As someone who has done everything from street-preaching, to door-to-door visits, to counseling at altar calls, I can relate a little bit to what Martin is saying. First, it is hard to evangelize people who have received enough bad religion to be virtually inoculated against the gospel message. Second, some of the evangelistic techniques I was told to use in my younger days were corny and creepy, they really annoy people, and put them off Christianity. Sometimes I think we really do make some people “twice a son of hell” by our methods! Third, then there are some of the evangelical methods that don’t actually have any “evangel” in them, its all fire insurance, Jesus-lite, or blessings without discipleship. Don’t get me wrong, I believe in the gospel, mission, public Christianity, and personal evangelism. But some of the evangelism I was taught and have seen still feels like it was designed for a nominally Christian society not for a post-Christian society. Much of it was cheesey, consumerist, and christologically insufficient.
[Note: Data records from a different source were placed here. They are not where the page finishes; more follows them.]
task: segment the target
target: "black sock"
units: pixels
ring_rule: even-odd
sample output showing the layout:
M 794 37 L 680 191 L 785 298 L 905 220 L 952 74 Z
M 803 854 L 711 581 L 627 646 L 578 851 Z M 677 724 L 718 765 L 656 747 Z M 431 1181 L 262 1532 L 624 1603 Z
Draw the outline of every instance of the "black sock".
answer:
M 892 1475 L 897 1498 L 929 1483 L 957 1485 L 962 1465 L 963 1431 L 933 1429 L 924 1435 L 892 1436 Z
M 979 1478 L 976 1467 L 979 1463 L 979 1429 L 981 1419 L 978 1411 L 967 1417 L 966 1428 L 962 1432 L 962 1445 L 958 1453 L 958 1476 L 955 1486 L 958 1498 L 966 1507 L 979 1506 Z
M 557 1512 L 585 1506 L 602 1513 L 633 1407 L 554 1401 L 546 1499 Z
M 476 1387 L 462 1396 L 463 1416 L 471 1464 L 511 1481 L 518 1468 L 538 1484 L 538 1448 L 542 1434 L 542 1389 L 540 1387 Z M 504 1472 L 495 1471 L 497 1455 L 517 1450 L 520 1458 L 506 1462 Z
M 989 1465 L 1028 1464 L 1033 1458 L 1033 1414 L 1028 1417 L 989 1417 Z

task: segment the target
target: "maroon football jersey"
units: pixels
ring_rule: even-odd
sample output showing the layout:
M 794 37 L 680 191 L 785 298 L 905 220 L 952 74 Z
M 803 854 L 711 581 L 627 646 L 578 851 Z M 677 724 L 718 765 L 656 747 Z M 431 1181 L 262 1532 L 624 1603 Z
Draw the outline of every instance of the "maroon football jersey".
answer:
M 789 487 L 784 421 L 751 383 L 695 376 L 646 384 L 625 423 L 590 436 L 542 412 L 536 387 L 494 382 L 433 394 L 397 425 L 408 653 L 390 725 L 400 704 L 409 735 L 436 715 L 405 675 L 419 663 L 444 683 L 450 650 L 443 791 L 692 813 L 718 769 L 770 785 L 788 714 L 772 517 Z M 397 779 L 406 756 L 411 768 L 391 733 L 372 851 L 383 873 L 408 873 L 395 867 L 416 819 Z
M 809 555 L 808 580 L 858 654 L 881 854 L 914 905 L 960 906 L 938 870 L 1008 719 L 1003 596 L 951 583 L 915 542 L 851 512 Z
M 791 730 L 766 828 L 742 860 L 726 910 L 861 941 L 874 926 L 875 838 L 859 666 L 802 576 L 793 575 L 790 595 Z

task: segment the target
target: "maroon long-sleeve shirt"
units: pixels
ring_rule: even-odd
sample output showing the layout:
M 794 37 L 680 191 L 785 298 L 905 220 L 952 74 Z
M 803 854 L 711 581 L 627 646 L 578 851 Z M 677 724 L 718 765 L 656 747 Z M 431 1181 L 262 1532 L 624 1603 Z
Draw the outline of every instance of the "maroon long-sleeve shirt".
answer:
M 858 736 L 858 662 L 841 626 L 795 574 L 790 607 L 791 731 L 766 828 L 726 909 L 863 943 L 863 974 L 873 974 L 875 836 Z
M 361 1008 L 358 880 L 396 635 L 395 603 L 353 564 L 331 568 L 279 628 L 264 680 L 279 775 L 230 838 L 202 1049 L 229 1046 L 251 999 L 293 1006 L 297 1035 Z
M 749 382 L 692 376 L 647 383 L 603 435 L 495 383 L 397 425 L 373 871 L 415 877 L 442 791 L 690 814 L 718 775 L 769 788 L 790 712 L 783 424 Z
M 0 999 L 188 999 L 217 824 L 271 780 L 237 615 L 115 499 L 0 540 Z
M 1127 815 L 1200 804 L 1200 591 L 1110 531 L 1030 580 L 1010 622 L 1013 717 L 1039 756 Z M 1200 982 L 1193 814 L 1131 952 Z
I found Martin’s reading of Acts and Matthew to be grossly unconvincing and his claims about evangelism in the early church to be demonstrably false. What he does with Acts 17 and Matthew 10:5-6 and 28:19-20 really is quite tendentious.
My biggest problem is that Martin claims that the belief that we have to do anything, like evangelism to win people for God, is “pelagian” because it is God’s job to win people for himself. Two things: (1) From this I infer that Martin, a Lutheran pastor, had just discovered a neo-liberal version of hyper-Calvinism. I suggest he reads Ian Murray’s Spurgeon versus Hyper-Calvinism. (2) Of course, the only true form of monogerism is universalism. So all you Calvinists out there proudly claiming to be monergistic in your soteriology, the only true monergism is universalism!
For me, all this raises the question: what is sensitive and effective evangelism in a pluralistic culture where there is a strong anti-Christian animus?
I’d love to know what my evangelist friends like John Dickson (author of The Best Kept Secret of Christian Mission) and Sam Chan (author of Evangelism in a Skeptical World) would say on this point.